From 7cdfa499633eeb08daf9242d826e584261d673c8 Mon Sep 17 00:00:00 2001
From: Dietmar Maurer <dietmar@proxmox.com>
Date: Wed, 3 Dec 2014 06:58:38 +0100
Subject: [PATCH] update docu

---
 README | 48 ++++++++++++++++++++++++++++++++++++++++++++++--
 1 file changed, 46 insertions(+), 2 deletions(-)

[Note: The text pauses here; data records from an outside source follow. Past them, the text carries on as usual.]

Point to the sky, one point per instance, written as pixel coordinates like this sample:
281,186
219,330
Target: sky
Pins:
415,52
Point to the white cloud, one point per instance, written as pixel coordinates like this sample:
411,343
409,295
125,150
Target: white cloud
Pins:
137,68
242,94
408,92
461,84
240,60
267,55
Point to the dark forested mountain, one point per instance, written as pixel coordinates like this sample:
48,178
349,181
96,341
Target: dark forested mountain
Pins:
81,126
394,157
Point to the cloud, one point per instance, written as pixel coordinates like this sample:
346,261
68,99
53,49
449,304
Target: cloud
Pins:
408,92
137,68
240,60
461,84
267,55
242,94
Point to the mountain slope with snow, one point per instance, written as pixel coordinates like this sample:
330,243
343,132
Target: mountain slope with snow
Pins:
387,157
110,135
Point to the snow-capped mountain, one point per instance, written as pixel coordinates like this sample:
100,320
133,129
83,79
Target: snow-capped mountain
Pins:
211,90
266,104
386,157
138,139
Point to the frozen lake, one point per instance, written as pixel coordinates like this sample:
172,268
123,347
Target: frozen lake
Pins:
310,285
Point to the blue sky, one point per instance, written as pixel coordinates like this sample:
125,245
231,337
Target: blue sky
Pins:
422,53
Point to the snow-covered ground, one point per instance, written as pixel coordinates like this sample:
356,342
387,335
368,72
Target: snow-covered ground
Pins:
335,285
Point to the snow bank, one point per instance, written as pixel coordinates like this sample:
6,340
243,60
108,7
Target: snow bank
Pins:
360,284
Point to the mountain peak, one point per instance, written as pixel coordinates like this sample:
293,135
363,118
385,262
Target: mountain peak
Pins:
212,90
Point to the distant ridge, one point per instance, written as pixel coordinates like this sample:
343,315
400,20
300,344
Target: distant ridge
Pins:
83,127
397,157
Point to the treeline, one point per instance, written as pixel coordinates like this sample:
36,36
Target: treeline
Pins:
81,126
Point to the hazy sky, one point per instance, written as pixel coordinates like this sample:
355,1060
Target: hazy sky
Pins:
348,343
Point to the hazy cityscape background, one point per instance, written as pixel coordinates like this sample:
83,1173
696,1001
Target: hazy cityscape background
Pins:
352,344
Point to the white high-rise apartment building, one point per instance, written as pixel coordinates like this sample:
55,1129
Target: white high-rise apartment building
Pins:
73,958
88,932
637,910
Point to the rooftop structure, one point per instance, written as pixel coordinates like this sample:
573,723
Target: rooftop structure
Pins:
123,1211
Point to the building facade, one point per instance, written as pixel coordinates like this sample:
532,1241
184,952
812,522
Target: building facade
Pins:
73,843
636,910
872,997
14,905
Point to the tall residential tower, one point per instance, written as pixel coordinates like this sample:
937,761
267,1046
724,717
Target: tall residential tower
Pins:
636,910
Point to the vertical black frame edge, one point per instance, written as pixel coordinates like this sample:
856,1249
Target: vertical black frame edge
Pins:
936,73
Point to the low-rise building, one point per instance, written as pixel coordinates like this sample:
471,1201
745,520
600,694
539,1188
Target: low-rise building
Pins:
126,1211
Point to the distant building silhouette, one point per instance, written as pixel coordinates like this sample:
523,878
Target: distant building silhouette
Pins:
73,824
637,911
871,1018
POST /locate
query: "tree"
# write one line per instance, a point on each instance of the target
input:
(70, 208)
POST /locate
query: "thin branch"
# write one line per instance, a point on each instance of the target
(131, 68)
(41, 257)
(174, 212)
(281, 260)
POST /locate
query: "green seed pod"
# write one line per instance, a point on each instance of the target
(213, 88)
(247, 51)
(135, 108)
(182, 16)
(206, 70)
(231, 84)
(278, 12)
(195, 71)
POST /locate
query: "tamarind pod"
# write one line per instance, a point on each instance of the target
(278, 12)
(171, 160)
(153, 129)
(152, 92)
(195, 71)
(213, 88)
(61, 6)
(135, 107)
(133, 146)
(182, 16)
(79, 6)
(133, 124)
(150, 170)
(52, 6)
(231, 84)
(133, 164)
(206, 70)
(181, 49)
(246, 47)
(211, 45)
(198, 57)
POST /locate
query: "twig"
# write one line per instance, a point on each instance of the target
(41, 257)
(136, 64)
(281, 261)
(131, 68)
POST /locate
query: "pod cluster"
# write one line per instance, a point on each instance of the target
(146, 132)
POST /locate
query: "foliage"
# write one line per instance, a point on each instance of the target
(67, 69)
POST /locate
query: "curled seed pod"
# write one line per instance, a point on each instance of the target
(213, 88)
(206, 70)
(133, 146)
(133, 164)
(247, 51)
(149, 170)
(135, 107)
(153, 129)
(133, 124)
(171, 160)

diff --git a/README b/README
index 372182d..6b56dd6 100644
--- a/README
+++ b/README
@@ -1,6 +1,50 @@
-= Experimental implementation of a simple HA Manager =
+= Proxmox HA Manager =
 
-- should run with any distributed key/value store (consul, ...)
+== Motivation ==
+
+The current HA manager has a bunch of drawbacks:
+
+- no more development (redhat moved to pacemaker)
+
+- highly depend on corosync (old version)
+
+- complicated code (cause by compatibility layer with 
+  older cluster stack (cman)
+
+- no self-fencing
+
+In future, we want to make HA easier for our users, and it should 
+be possible to move to newest corosync, or even a totally different 
+cluster stack. So we want:
+
+- possible to run with any distributed key/value store which provides
+  some kind of locking (with timeouts).
+
+- self fencing using linux watchdog device
+
+- implemented in perl, so thatw e can use PVE framework
 
 - only works with simply resources like VMs
 
+= Architecture =
+
+== Cluster requirements ==
+
+=== Cluster wide locks with timeouts ===
+
+The cluster stack must provide cluster wide locks with timeouts.
+The Proxmox 'pmxcfs' implements this on top of corosync.
+
+== Self fencing ==
+
+A node needs to aquire a special 'agent_lock' (one separate lock for
+each node) before starting HA resources, and the node updates the
+watchdog device once it get that lock. If the node loose quorum, or is
+unable to get the 'agent_lock', the watchdog is no longer updated. The
+node can release the lock if there are no running HA resources.
+
+This makes sure that the node holds the 'agent_lock' as long as there
+are running services on that node.
+
+The HA manger can assume that the watchdog triggered a reboot when he
+is able to aquire the 'agent_lock' for that node.